NOTE: Don’t forget that most business buyers are looking at multiple opportunities. You want to stand out by means of having the best communication, being the easiest to deal with and getting the basic questions answered.

Mistake #6: Appearing to be unprofessional

Fix: Communicate effectively, validate trust, and respect your investor/buyer

While interacting with investors/buyers, keep in mind that your behavior reflects greatly on your business. Displaying good communication skills with investors reflects positively on you and your ability to interact with your business’ stakeholders effectively. Make sure you perform a basic spelling and grammar check before hitting the send button.

Being late for meetings, committing to some work and not keeping your word will make investors lose interest in you (and your business!).

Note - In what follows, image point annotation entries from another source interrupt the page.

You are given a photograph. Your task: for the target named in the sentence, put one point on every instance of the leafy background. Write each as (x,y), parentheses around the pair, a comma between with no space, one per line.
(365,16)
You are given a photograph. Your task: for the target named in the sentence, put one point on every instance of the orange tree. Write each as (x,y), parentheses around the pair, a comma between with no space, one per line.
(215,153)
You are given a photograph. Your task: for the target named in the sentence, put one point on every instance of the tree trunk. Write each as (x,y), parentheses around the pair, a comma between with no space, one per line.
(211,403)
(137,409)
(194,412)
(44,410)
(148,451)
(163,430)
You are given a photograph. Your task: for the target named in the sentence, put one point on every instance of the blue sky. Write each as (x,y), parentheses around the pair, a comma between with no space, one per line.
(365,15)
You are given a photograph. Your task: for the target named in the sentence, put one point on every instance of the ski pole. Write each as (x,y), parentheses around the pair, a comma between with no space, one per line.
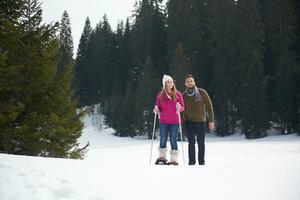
(152,136)
(180,131)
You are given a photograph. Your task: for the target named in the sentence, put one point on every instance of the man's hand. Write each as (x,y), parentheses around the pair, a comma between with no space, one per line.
(211,125)
(156,110)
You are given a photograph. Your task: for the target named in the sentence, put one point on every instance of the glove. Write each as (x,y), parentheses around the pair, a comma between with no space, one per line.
(156,110)
(178,107)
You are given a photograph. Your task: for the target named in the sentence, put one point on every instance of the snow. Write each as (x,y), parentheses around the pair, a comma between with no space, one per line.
(118,168)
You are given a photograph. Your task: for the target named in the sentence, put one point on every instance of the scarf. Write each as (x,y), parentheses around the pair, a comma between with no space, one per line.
(195,93)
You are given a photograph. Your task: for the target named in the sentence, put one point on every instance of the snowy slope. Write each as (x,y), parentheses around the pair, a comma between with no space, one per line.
(118,168)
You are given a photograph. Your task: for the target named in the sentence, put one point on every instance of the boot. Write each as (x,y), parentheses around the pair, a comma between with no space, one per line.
(174,157)
(161,160)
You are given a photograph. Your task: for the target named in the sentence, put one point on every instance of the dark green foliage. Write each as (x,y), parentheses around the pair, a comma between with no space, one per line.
(65,44)
(244,53)
(38,116)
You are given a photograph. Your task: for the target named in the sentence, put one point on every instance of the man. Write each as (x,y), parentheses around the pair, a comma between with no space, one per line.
(196,102)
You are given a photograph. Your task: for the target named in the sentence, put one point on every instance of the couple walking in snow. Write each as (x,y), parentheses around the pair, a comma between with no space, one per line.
(193,102)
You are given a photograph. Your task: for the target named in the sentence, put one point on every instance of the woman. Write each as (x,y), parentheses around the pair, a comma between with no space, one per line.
(169,104)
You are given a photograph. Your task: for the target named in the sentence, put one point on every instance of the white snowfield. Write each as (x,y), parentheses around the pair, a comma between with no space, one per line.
(118,168)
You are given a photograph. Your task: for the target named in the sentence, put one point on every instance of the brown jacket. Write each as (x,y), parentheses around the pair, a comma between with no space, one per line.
(196,111)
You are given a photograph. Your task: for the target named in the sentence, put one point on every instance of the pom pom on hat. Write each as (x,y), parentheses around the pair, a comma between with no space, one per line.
(166,78)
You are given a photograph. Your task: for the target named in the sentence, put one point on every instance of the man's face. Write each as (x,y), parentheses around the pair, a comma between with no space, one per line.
(189,83)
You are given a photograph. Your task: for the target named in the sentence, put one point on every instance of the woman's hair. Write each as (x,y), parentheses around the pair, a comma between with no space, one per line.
(189,76)
(163,94)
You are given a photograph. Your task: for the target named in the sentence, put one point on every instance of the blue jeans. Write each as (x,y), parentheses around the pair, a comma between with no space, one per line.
(164,130)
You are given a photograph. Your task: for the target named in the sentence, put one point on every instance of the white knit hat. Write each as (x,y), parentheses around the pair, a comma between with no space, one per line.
(166,78)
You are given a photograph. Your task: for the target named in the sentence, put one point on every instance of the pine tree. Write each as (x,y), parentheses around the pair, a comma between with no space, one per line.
(81,72)
(65,43)
(45,122)
(10,81)
(180,66)
(145,102)
(222,41)
(250,95)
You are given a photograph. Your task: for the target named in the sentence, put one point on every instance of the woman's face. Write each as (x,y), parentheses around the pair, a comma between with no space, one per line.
(189,83)
(169,84)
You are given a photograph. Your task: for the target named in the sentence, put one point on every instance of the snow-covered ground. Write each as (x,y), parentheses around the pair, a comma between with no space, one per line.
(118,168)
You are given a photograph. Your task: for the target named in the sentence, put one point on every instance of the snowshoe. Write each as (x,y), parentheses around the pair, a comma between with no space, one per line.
(173,163)
(161,161)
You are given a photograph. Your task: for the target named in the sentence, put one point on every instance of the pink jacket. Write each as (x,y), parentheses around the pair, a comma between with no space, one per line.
(167,109)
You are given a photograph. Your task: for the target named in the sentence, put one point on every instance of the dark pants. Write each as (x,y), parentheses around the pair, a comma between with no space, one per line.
(196,130)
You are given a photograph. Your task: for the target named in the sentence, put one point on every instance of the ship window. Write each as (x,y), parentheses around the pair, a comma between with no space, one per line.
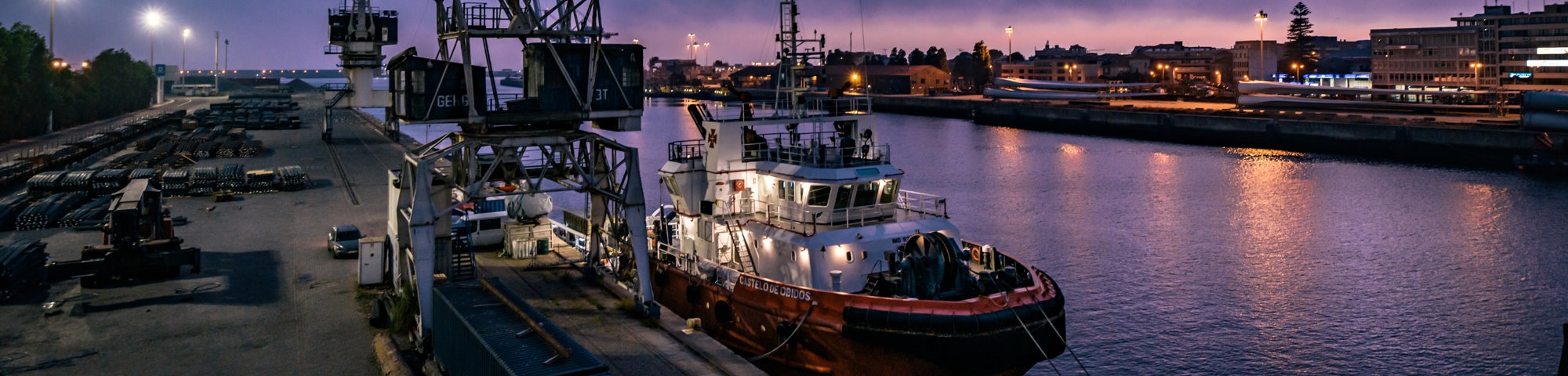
(818,195)
(670,184)
(890,192)
(786,190)
(865,195)
(843,201)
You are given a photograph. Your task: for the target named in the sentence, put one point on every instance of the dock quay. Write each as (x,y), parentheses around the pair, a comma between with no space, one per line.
(1457,140)
(270,300)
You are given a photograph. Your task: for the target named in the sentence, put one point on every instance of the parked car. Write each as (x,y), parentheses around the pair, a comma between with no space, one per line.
(344,240)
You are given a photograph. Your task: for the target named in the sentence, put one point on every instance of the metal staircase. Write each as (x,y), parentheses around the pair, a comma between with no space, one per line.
(463,267)
(742,248)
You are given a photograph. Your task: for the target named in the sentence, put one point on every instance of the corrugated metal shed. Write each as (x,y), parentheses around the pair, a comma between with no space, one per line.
(474,333)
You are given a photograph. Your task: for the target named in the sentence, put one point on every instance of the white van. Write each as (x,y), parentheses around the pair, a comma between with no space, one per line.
(487,223)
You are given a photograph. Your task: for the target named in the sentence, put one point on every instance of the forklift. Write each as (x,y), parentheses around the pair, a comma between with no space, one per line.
(139,244)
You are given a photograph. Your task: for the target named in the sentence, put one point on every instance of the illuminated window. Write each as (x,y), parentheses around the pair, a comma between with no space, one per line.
(818,195)
(890,192)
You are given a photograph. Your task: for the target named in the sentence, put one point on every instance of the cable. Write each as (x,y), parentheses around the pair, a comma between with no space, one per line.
(791,334)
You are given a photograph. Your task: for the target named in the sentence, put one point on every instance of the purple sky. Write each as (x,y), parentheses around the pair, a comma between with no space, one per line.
(291,34)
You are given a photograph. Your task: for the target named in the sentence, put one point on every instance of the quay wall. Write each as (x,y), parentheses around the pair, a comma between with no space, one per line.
(1495,148)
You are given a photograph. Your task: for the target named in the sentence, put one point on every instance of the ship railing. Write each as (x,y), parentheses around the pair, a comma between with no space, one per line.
(782,217)
(819,150)
(688,151)
(921,203)
(769,110)
(482,16)
(498,101)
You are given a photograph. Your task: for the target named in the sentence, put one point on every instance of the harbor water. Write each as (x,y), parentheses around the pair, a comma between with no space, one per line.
(1208,261)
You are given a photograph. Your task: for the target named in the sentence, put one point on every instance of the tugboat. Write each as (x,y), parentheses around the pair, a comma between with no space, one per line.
(791,244)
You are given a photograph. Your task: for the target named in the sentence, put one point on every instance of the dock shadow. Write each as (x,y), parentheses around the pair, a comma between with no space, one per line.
(250,280)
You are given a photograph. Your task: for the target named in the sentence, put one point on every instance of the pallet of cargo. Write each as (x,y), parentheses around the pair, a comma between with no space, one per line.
(292,179)
(46,214)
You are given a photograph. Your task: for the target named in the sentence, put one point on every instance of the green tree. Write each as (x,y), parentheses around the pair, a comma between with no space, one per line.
(981,71)
(1298,49)
(112,85)
(27,89)
(938,59)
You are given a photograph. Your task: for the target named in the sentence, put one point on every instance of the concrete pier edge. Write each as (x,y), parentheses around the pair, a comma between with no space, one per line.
(1478,146)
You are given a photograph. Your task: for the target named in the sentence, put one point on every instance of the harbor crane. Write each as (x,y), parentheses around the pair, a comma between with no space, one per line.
(535,140)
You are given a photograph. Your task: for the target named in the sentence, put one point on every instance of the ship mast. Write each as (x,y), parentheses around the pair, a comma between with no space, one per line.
(791,84)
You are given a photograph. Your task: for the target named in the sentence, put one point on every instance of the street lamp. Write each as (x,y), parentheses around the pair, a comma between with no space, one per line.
(1011,45)
(154,20)
(1261,18)
(186,37)
(51,27)
(1476,67)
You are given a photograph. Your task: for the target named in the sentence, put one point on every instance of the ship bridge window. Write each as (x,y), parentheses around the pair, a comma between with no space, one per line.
(843,201)
(818,195)
(786,190)
(670,184)
(890,192)
(865,195)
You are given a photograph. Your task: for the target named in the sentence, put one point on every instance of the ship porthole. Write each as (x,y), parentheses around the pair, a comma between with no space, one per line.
(724,313)
(694,294)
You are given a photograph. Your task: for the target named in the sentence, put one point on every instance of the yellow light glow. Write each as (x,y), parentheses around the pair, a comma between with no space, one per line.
(153,18)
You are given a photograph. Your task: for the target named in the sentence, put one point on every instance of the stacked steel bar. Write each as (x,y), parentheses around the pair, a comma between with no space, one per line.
(12,208)
(292,179)
(176,183)
(111,181)
(48,212)
(45,184)
(93,212)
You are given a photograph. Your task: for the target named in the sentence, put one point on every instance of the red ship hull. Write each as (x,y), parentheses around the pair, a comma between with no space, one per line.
(860,334)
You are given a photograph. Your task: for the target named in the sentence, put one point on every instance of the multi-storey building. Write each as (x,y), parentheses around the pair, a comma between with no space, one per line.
(1054,70)
(1440,59)
(1247,65)
(1522,51)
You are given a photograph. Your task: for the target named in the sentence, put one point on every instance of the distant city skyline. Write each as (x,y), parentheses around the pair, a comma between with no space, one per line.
(291,34)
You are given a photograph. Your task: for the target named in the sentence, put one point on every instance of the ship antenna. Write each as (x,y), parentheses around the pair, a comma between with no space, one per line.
(794,57)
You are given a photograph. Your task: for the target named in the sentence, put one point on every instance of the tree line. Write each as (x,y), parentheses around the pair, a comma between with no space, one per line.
(32,87)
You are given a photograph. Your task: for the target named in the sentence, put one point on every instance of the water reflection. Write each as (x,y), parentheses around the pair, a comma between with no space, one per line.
(1274,219)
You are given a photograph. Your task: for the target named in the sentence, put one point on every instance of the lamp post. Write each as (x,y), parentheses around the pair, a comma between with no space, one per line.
(1261,18)
(186,37)
(1011,45)
(51,27)
(154,20)
(1476,67)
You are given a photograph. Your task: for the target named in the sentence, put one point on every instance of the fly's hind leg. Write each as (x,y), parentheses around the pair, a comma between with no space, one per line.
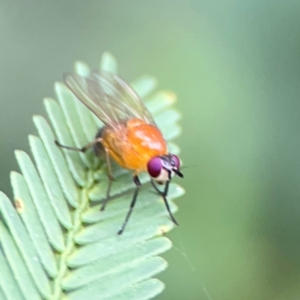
(110,179)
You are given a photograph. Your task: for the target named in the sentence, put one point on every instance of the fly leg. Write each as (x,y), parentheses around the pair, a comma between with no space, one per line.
(110,180)
(137,188)
(164,195)
(109,173)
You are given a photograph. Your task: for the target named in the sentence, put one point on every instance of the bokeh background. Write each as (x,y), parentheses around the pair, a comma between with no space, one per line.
(235,66)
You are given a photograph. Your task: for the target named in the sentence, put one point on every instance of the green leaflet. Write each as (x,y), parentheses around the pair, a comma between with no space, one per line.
(55,244)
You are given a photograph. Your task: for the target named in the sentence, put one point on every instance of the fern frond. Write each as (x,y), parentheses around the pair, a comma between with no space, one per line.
(54,242)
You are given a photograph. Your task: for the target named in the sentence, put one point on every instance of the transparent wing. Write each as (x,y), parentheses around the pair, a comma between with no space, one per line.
(109,97)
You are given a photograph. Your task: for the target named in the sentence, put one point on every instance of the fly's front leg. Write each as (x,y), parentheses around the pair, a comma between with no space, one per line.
(164,196)
(137,188)
(110,179)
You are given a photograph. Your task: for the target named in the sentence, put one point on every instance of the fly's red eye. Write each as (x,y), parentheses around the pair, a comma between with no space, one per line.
(154,167)
(176,161)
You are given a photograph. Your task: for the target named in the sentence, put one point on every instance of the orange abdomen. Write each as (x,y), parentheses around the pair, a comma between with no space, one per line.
(134,144)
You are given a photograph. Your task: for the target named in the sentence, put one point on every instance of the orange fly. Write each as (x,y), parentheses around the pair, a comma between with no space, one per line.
(129,136)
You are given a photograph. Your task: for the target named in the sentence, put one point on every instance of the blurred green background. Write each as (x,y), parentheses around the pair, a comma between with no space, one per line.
(235,66)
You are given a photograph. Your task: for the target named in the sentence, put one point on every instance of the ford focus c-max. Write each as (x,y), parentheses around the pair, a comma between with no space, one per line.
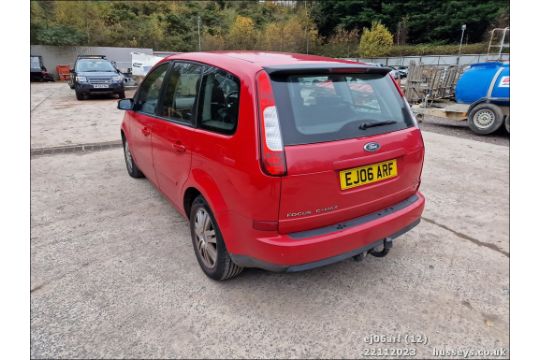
(280,161)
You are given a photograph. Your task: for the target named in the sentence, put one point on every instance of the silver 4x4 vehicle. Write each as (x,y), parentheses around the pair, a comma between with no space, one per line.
(95,74)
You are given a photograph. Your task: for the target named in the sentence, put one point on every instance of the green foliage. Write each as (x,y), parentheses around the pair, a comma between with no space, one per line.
(242,33)
(60,36)
(375,41)
(324,27)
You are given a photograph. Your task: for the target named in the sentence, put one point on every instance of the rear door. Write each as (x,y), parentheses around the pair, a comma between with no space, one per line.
(351,147)
(172,134)
(143,120)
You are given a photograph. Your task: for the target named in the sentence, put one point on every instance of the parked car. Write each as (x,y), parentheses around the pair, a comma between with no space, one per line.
(284,162)
(38,71)
(94,74)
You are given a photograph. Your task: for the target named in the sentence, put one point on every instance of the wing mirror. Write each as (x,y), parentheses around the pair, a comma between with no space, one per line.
(125,104)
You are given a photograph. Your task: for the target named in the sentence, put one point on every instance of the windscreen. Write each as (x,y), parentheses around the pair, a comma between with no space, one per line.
(318,108)
(94,65)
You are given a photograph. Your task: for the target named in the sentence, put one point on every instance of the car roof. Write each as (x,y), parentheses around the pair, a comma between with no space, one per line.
(253,61)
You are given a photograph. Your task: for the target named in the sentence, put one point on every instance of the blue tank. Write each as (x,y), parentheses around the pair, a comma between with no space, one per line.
(484,80)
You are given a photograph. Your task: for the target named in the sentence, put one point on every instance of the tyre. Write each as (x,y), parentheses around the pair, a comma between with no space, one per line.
(485,119)
(208,243)
(132,168)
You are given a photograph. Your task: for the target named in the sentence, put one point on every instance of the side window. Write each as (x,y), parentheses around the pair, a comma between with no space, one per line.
(148,95)
(181,91)
(219,101)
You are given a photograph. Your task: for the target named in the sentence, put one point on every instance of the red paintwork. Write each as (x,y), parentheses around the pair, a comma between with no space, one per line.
(250,206)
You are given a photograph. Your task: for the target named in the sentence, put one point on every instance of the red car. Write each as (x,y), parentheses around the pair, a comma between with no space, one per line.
(280,161)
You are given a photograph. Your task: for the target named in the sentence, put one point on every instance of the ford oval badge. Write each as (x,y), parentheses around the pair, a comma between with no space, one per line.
(372,147)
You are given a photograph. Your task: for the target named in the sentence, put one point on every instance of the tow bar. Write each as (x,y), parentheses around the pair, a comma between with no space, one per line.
(387,245)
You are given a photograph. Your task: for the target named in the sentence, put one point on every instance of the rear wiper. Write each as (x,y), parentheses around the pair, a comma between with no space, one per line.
(366,125)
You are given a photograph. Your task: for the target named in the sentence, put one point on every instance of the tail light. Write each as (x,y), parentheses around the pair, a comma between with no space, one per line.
(272,153)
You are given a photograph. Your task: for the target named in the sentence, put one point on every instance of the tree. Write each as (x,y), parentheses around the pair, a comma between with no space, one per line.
(242,35)
(60,36)
(375,41)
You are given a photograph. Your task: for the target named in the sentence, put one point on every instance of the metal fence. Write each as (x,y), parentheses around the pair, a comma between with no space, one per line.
(431,59)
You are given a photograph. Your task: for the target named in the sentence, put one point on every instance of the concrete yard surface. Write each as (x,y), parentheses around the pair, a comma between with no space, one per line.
(58,119)
(114,275)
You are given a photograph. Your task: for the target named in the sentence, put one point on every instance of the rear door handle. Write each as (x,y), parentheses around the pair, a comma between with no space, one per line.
(145,131)
(178,146)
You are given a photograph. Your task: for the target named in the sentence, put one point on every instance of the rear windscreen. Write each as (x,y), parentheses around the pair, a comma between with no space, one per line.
(329,107)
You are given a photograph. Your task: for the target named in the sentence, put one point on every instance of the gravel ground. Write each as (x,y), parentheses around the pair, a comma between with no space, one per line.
(113,273)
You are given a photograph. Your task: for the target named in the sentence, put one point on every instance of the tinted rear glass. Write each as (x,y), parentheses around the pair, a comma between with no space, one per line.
(318,108)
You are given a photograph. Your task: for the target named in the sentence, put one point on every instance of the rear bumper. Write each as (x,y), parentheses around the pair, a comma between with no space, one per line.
(319,247)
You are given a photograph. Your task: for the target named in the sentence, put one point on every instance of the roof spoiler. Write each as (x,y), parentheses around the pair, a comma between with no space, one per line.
(91,56)
(325,68)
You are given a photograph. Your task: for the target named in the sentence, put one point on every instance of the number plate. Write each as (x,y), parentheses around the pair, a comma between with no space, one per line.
(368,174)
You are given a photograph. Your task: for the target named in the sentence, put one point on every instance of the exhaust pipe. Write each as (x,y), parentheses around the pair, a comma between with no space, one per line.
(387,245)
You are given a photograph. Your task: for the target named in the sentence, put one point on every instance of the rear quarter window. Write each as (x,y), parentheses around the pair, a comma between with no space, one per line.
(317,108)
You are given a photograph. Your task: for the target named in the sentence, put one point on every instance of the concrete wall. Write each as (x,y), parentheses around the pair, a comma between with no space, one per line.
(432,59)
(66,55)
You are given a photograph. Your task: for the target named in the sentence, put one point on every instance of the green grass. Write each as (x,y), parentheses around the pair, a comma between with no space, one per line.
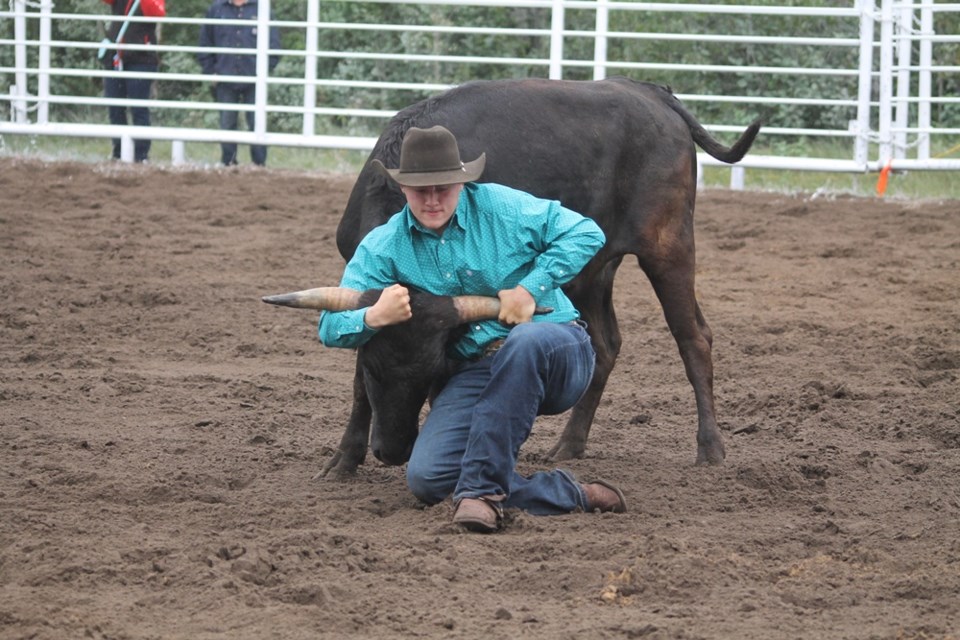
(913,184)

It is extremely important to be accountable while interacting with investors/buyers.

We understand that you are an entrepreneur and have built a business all on your own, but you need to respect the buyer/investor. Instead of a generic ‘if you’re interested, call me’, being genuinely involved while interacting with buyers/investors will help you close the deal successfully. Even if you are the next Facebook, keep the ego aside and focus on building meaningful relationships. It will payoff some way or the other.

Mistake #7: Suspecting buyers/investors excessively

Fix: Do a background check- and then stay positive!

Business owners become over-protective of their business and start seeing every buyer as a potential competitor. While it’s important to conduct a background check of the buyer/investor and know who they are, having a positive attitude while speaking to them makes a difference. Business owners who believe that the buyer/investor they are speaking with is the one who will close the deal, are the ones who actually close the deal!

Equally, don’t be too picky who will purchase your business. All too often I hear business owners dismissing a buyer after one meeting; not being the right fit for being the next owner. The truth is that most potential buyers will qualify themselves and know what their strengths and weaknesses are.

We have seen many deals fail at the brink of being closed due to business owners committing these common mistakes, and we’d like you to be aware that getting these small things right leads to faster deal closures. A successful closure can be attributed to being practical and being proactive. Business owners should follow this religiously or appoint an expert adviser who will take care of the intricacies of the process from end to end.
Whatever you do to sell your business, always get a good team of advisers behind you. They can foresee many mistakes and avoid a disappointing outcome. Remember that the cost of NOT having a good adviser can be far greater than the cost of having the best advice possible and pay them well for that advice.